O retorno à celebridade do longevo Weber deve-se à recuperação de seus conceitos de possibilidade objetiva (quando não há impedimento lógico ao surgimento de algo) e de causalidade adequada (o especial piparote que transformará algo possível em fato material). Foi do casamento entre uma possibilidade e um piparote que se gerou, muito mais do que o capitalismo, a teoria do domínio do fato: o capitalismo era, entre outras, uma possibilidade histórica que, por felicidade, encontrava no domínio da religião protestante (mas não no da religião budista, por exemplo), o poder de materializá-lo. E para assegurar-lhe a capital existência entregou o monopólio do uso legítimo da violência ao Estado, ocupando-o com uma burocracia recrutada por critérios de competência, submetida a códigos de aplicação impessoal e disciplinada por severa hierarquia de obediência. Pois, rumorejam por aí, esses órgãos dão sinais de falência, levando o sistema nervoso weberiano à extrema inquietação; à breca, como se diz, com o país ingressando em confusa clandestinidade institucional.
O monopólio da violência foi desmantelado quando o Estado despedaçou-se em trincheiras regionais, judiciais, funcionais, tais como as disputas entre bandos facinorosos, e que se confrontam dentro e fora dos xadrezes.
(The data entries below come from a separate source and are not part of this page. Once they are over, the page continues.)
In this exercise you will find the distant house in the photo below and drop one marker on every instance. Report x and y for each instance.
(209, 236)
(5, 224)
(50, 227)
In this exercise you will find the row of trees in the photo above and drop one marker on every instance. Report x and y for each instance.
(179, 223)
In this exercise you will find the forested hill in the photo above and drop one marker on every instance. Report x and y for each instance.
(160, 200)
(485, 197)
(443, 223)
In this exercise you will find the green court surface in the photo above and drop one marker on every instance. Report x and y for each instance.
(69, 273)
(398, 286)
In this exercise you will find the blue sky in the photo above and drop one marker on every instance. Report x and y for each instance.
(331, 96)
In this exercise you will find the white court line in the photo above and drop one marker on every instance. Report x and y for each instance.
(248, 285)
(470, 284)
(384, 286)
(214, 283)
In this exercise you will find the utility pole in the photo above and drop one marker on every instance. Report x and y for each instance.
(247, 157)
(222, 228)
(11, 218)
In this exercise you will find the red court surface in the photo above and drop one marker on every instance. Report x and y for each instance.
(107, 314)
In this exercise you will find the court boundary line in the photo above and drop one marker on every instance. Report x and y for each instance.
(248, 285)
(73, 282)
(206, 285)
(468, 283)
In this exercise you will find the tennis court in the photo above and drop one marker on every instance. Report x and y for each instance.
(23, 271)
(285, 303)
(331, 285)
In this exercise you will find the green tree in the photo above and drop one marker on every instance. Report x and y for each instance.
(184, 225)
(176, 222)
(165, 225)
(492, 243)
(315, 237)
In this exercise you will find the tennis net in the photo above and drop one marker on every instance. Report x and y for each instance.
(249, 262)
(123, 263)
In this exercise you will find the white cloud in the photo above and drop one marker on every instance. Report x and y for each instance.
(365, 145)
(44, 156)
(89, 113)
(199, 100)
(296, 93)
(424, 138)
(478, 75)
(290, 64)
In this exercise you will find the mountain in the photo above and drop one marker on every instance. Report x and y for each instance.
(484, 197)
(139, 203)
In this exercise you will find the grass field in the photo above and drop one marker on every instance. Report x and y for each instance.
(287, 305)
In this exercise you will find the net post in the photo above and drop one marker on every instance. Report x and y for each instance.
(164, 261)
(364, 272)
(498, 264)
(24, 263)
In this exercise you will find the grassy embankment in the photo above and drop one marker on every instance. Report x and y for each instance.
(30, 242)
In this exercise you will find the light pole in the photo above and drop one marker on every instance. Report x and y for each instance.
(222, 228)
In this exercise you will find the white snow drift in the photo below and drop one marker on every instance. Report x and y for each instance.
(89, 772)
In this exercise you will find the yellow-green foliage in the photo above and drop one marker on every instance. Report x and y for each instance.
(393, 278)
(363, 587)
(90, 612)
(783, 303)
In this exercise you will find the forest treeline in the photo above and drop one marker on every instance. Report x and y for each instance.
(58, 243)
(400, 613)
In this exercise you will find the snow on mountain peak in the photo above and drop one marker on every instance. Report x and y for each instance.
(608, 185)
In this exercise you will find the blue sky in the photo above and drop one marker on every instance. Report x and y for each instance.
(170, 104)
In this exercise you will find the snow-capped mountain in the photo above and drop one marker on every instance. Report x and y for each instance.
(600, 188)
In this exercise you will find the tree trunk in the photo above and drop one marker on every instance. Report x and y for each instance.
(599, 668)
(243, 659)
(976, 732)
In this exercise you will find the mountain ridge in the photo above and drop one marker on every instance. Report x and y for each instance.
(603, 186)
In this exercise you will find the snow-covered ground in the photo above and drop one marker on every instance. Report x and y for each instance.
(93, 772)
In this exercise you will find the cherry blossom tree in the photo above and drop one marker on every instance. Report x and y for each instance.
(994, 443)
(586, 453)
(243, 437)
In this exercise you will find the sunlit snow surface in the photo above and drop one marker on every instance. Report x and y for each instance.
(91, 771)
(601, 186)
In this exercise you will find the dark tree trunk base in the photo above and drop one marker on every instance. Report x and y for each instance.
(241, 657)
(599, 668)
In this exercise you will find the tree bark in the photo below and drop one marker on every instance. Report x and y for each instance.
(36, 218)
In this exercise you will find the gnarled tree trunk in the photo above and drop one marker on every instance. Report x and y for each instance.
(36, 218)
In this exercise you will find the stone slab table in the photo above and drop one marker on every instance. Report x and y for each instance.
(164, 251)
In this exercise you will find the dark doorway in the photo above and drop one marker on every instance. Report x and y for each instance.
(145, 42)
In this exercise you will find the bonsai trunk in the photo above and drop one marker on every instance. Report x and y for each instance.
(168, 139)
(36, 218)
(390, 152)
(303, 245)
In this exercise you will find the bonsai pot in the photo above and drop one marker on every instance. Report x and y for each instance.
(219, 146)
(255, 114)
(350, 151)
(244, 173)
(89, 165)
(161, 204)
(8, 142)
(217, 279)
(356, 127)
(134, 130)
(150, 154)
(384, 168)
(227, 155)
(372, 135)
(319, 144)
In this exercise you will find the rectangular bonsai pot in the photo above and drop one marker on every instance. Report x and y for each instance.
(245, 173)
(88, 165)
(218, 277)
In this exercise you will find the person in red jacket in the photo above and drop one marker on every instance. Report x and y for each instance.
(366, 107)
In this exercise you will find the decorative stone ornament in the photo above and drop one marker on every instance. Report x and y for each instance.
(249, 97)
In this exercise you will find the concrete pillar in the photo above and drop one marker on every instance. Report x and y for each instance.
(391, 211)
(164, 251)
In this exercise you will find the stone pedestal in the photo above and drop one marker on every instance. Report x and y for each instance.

Quem manda em que prisão, destacamento armado ou quarteirões públicos são conflitos que escaparam ao controle dos traficantes de drogas e se instalaram nas enxovias da administração do Estado. E legítima deixou de ser a violência codificada, mas a arbitrariedade vitoriosa na competição entre máfias com alvará de licença para vinganças. O velho Max tem toda razão de andar horrorizado com o que fizeram do seu ideal-típico Estado.
A teoria do domínio do fato foi há tempos reduzida à categoria de cognição a voo de pássaro, estando canceladas todas as impossibilidades lógicas, principalmente a de que nada pode ser e não ser ao mesmo tempo. Temos agora autoridades impolutas com robusta carteira de ilícitos financeiros; temos pré-presos, denunciados justamente ao não se comprovarem as acusações originais; e, esta é de cabo de esquadra, temos juízes declarando que todas as leis de que discordam são insubsistentes.
Dando tudo por visto, desfez-se o casamento entre a possibilidade objetiva e a causalidade adequada, sob o império da teoria do domínio do fato, na versão weberiana, instaurando-se em substituição o concubinato entre as impossibilidades convenientes e as causas de acesso esotérico, sob a regência de cognições precursoras. Se o ragu parece um tanto mistifório, não se afobe; o Estado, digo, o Estado-retalho de quistos mafiosos está aí mesmo para garantir a esbórnia da clandestinidade.